Having nothing to say is my new religion. I decided this while in the shower. I imagined writing a poem that began and ended "I have nothing to say." I rinsed the dandruff shampoo from my hair.

All's well that ends, as they say, including thought.

When I write a poem I attempt to crack beauty's mirror, only to remember that attempting (or trying) is the meaning of "essay," a fact that essayists like to weaponize in their attempt to expand upon nothing. But saying nothing should not be weaponized.

The story starts when it begins and ends when an ending arrives. Everything between holds hands. When I say that "having nothing to say is my new religion," I mean that I have lost my voice's whetstone. I think I left it somewhere in time's microwave.

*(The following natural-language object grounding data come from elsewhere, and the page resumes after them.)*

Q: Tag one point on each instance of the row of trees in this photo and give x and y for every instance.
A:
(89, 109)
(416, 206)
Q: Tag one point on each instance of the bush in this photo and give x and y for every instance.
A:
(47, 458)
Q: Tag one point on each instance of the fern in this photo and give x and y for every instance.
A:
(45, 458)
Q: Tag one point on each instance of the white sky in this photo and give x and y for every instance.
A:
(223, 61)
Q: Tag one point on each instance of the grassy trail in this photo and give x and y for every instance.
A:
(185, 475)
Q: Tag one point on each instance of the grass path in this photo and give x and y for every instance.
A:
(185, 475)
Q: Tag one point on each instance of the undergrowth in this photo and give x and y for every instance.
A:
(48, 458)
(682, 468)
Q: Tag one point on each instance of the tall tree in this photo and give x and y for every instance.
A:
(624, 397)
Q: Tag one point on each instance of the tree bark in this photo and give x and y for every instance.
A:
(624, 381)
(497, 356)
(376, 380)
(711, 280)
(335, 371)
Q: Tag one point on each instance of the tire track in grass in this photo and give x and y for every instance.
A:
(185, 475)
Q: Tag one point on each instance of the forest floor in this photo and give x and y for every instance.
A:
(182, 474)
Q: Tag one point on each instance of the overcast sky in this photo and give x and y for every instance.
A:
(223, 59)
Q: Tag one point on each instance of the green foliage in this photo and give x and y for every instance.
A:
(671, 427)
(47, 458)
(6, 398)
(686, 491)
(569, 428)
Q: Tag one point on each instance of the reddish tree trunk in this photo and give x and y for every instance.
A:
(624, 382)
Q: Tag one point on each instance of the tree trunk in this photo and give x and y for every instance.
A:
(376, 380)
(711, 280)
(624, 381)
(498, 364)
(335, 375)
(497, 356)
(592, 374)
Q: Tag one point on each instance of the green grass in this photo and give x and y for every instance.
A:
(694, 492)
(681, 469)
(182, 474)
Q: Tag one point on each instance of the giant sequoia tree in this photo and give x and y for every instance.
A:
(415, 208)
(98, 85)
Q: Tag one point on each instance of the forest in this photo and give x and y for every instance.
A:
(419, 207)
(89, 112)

I want so badly to say nothing that it becomes sin. In this, I have failed to live up to scripture.

Silence is instinct. The coyote stays hidden from the sun. The bat sees nothing but must click its tongue to locate its meal. Having nothing to say is different from not knowing what to say, but these religions share bread and juice. They impale the sun on a mutual spit and roast it in the absence of language. Every orbit simultaneously sets the limits of being.

I have said nothing new, if I've said anything at all. Welcome to my blog.

1 comment:

  1. thank you for welcoming me to your blog. i like this rumination on having nothing to say. and i like that there's a lot of biblical imagery in your writing.